If some changes are added to the index and there are some changes that are not added to the index, how do I discard the changes in my working copy that are not added to the index yet?

+24  A: 
git checkout path/to/file/to/revert
Tobi
Thanks, that worked. Is there a way do that for all files in the repository instead of having to specify them individually?
Readonly
git checkout -- .
Charles Bailey
+17  A: 

Another quicker way is:

git stash save --keep-index

After that, you can drop that stash with a git stash drop command if you like.

Greg Hewgill
A: 
for f in `git ls-files -m`; do git checkout HEAD -- $f; done

Will get you something similar to stash save, but without cluttering your stash (or requiring an extra step to drop). Of course, any number of steps are scriptable.
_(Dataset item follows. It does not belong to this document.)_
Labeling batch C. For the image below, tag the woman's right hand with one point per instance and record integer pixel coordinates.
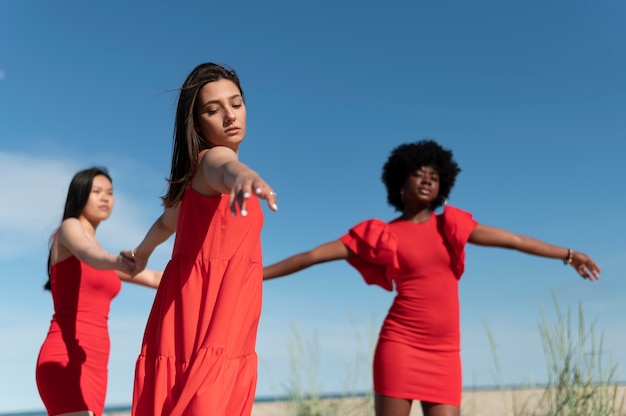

Either one will work.

Ben Collins
If a file is modified in the index and again in the working tree this will discard the staged changes as well, though.
Charles Bailey
+2  A: 

@Ben Collins:

Wouldn’t a simple “git checkout HEAD -- $(git ls-files -m)” work?

Aristotle Pagaltzis
yup. that'd work too. using the for loop was just the first thing that came to mind because I don't normally pass multiple paths to checkout.
Ben Collins
If a file is modified in the index and again in the working tree this will discard the staged changes as well, though.
Charles Bailey
the same result can be achieved via ``git checkout `git ls-files -m` ``
asymmetric
note: the backticks in the previous comment are misplaced, there seems to be a different syntax for comments that ignores double backticks (a bug maybe?)
asymmetric
That’s the same as what I wrote, other than that it doesn’t defend against the possibility that the first file listed is named the same as one of your refs, in which case the command line you showed would do the wrong thing.
Aristotle Pagaltzis
+1  A: 

git reset --hard

This will throw away changes added to the index as well.
Charles Bailey
@Charles: What do you mean?
Josh K
I believe he means that anything you added to the stage with git add would also get discarded. The question is asking for "unstaged".
ChrisH
+17  A: 

This checks out the current index for the current directory, throwing away all changes in files from the current directory downwards.

git checkout .

or this which checks out all files from the index, overwriting working tree files.